Kiritimatiellota

Scientific classification
- Domain: Bacteria
- Kingdom: Pseudomonadati
- Superphylum: "PVC"
- Phylum: Kiritimatiellota Spring et al. 2021
- Classes: Kiritimatiellae Spring et al. 2017; Tichowtungiia Mu et al. 2020;
- Synonyms: "Kiritimatiellaeota" Spring et al. 2016;

= Kiritimatiellota =

Phylum of bacteria

The Kiritimatiellota are a phylum of Gram-negative bacteria. Although widespread in low concentrations, they have been primarily found in digestion tracts and oxygen poor aquatic environments where they break down saccharides, especially sulfated polysaccharides. The phylum is named for the type strain Kiritimatilella glycovorans, the name is derived from the Kiritimati atoll where the type strain was found in a hyper-saline pool. There are currently few cultivated strains from this phylum all of which are from aquatic habitats. Thusly, there is limited understanding of the metabolism and physiology of the group as a whole. The lack of cultivated strains has resulted in taxonomical sparse phylum dspite ecological prevalence. Only three genera are assigned to the phylum, two in class Kritimatiellae, and one in Tichowtungiia. They are Kiritimatiella, Pontiella, and Tichowtungia respectively. Pontiella is the best understood as most of the cultivated strains come from this genus. The clade that now makes up this phylum was originally classified as phylum Verrucomicrobia subdivision 5. After the first strain was successfully cultured, there was sufficient evidence to re-categorize the clade as a sister phyla to Verrucomicrobia.

== Morphology ==
All cultivated strains are coccoid, non-motile and non-spore-forming. However the species Pontiella agarivorans contains the genes necessary for flagella and regulates some of those genes. It is possible that other as of yet uncultivated strains do have functional flagella and adaptations for motility. Multiple strains have been shown to produce exopolymers which can attach multiple cells in broth cultures. As a whole the clade is mesophilic and adapted for a roughly neutral pH.

== Ecology ==
Research suggests that members of this phylum play an important role in their environments breaking down sulfated polysaccharides such as the fucoidans from brown algae. The sulfate groups make these compounds a relatively difficult form of carbon to digest, and must be removed by sulfatases. Kiritimatiellota are specialized for this metabolism. K. glycovorans for example has 56 different sulfatases.

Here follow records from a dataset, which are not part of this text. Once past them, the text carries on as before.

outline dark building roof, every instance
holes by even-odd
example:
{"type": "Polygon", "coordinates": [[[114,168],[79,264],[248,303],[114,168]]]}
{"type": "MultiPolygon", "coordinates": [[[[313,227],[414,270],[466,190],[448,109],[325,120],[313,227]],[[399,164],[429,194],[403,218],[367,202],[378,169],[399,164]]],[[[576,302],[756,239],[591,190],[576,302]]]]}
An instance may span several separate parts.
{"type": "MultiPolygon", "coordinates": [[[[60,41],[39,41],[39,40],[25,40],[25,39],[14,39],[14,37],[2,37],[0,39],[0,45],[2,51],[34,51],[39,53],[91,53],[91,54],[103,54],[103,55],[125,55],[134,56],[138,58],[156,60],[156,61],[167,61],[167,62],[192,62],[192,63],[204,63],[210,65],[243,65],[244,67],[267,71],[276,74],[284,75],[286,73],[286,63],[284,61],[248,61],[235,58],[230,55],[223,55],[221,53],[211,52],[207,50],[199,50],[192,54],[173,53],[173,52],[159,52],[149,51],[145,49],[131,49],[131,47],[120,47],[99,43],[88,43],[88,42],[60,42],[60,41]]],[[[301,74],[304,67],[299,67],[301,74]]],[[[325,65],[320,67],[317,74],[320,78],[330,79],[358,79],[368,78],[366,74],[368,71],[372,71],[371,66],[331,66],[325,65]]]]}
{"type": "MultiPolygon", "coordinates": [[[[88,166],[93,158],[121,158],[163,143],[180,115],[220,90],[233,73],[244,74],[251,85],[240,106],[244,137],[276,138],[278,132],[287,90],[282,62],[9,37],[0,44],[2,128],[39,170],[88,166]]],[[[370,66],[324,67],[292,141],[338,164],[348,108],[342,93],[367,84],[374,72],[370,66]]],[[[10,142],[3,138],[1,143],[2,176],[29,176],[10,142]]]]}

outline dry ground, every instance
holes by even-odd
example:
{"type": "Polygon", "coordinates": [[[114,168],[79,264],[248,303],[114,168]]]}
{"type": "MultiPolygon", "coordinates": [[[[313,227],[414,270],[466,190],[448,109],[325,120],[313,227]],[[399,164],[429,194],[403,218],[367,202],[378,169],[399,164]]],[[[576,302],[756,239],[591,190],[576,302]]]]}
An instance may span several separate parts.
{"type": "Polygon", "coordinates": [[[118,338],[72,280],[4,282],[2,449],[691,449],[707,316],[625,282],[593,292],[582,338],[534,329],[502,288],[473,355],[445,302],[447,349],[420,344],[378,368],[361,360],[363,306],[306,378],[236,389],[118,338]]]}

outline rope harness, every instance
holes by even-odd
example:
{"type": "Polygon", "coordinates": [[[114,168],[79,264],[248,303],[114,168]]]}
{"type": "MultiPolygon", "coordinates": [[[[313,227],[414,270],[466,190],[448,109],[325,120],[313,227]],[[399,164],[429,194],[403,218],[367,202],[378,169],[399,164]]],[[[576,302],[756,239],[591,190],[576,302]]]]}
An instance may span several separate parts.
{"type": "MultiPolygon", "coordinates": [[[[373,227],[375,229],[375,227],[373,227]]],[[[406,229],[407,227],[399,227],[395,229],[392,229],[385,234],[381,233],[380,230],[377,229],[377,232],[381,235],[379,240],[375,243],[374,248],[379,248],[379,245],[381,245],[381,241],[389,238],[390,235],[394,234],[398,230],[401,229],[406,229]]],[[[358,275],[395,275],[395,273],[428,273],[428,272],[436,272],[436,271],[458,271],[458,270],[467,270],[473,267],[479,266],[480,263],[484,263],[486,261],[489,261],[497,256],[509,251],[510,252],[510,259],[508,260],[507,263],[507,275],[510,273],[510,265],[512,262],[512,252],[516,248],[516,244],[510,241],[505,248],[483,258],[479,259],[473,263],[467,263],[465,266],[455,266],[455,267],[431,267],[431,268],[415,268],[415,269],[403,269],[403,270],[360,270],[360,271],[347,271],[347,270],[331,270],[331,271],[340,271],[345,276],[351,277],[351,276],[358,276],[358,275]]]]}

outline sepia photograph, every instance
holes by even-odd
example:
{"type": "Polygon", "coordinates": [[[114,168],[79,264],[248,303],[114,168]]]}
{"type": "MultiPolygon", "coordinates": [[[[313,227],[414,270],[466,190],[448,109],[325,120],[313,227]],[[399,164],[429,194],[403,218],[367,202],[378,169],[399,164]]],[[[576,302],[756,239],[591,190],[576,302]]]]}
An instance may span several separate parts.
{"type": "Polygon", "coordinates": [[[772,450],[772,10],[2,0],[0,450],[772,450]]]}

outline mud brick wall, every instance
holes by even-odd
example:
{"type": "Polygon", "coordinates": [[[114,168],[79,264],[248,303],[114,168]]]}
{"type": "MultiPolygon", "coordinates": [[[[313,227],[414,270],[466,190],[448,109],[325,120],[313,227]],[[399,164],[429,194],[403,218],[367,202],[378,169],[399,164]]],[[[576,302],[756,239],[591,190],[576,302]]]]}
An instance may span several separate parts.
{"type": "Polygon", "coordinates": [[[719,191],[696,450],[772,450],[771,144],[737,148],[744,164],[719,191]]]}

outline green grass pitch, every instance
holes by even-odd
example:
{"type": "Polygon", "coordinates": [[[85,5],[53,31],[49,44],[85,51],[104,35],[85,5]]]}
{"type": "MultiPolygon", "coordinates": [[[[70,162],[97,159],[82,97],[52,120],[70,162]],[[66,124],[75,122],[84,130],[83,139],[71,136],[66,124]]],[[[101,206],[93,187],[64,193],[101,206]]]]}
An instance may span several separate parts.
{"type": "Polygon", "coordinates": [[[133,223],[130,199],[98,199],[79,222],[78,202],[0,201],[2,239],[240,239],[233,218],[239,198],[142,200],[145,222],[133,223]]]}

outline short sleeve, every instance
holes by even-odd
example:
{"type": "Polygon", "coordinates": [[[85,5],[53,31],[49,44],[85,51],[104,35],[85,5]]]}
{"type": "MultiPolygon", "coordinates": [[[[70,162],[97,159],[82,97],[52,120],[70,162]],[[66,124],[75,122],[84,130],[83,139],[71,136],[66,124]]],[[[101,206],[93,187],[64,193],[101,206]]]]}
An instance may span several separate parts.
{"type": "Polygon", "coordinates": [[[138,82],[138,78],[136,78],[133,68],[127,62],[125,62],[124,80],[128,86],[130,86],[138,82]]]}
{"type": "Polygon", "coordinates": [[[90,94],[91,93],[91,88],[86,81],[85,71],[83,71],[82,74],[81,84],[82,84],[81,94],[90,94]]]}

Kiritimatiellota are found in the gut microbe of diverse hosts including Asian elephants, horses, deep sea isopods and many other organisms. Notably, it has not been detected in the human or mouse microbiome. Researchers theorize that it may compete for a similar niche as Akkermansia. Beyond aiding in the digestion of polysaccharides members of genus Pontiella have been shown to fix nitrogen. This may augment available nitrogen in hosts with a nitrogen poor diet. This particular interaction was first theorized based on observations in the guts of deep sea isopods feeding on sargassum. It could also be impactful on the ecology of sediment dwelling strains. Studies have shown that Kiritimatiellota is a dominant component of certain soil assemblages. One study on wetland soils found that Kiritimatiellota has higher abundance and activity growing in association with roots.